Is Ataxia Telangiectasia a Result of Impaired Coordination Between DNA Repair and Cell Cycle Checkpoint Regulators?
Adayabalam S. Balajee and Charles R. Geard
Ataxia telangiectasia (AT) is an autosomal recessive multisystem human disorder and
patients are characterized by cerebellar ataxia, oculocutaneous telangiectasia, immuno
deficiency, chromosomal instability and radio sensitivity with an increased predisposition
to lymphoid cancer in childhood. The gene responsible for AT, ataxia telangiectasia mutated
(ATM), has been cloned and its protein product has been biochemically characterized as
a serine/threonine kinase belonging to the family of phosphatidylinositol (PI-3) like kinases.

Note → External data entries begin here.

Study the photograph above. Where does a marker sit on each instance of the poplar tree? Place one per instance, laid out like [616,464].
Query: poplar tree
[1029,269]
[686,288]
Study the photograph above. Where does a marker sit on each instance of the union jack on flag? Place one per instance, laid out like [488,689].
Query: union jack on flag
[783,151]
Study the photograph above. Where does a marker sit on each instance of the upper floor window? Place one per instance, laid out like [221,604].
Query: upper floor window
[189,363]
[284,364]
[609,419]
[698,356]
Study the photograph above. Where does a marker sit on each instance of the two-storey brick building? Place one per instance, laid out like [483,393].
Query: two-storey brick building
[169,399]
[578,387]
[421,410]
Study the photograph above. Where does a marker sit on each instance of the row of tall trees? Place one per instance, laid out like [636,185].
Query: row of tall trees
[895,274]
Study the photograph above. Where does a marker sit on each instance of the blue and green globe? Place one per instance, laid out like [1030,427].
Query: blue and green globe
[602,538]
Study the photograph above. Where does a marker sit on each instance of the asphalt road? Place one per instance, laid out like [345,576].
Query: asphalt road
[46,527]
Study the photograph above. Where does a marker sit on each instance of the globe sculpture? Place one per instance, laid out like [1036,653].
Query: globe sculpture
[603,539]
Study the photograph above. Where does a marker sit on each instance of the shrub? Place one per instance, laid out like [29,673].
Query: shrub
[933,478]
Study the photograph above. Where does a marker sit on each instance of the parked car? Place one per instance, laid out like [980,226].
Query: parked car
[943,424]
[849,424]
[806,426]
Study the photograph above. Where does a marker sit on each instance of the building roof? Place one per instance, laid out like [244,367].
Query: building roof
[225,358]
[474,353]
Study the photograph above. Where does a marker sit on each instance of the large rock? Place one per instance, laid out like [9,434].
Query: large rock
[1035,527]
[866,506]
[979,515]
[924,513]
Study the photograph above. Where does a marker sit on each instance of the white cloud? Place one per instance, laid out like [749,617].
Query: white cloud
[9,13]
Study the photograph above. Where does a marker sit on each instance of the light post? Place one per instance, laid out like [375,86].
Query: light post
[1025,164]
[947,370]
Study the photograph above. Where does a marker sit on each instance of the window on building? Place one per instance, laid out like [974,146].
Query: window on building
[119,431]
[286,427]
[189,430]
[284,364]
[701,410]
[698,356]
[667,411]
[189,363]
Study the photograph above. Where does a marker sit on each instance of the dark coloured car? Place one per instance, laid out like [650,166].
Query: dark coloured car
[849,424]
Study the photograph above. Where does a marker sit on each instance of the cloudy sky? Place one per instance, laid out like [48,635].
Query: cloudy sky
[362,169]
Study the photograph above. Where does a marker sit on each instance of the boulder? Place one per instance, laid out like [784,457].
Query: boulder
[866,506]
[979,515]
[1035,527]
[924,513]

Subsequent biochemical studies by several laboratories have identified a number of DNA repair
and cell cycle proteins that are phosphorylated by ATM kinase in response to different
DNA damaging agents. One intriguing question that comes to mind is whether the phenotypic
features of AT stem from a DNA repair defect or a cell cycle defect or both. The scope of
this review is focused on the potential functions of ATM in both DNA repair and cell cycle
checkpoint regulation and how deficiencies in these overlapping functions can lead to some of
the phenotypic features of AT patients.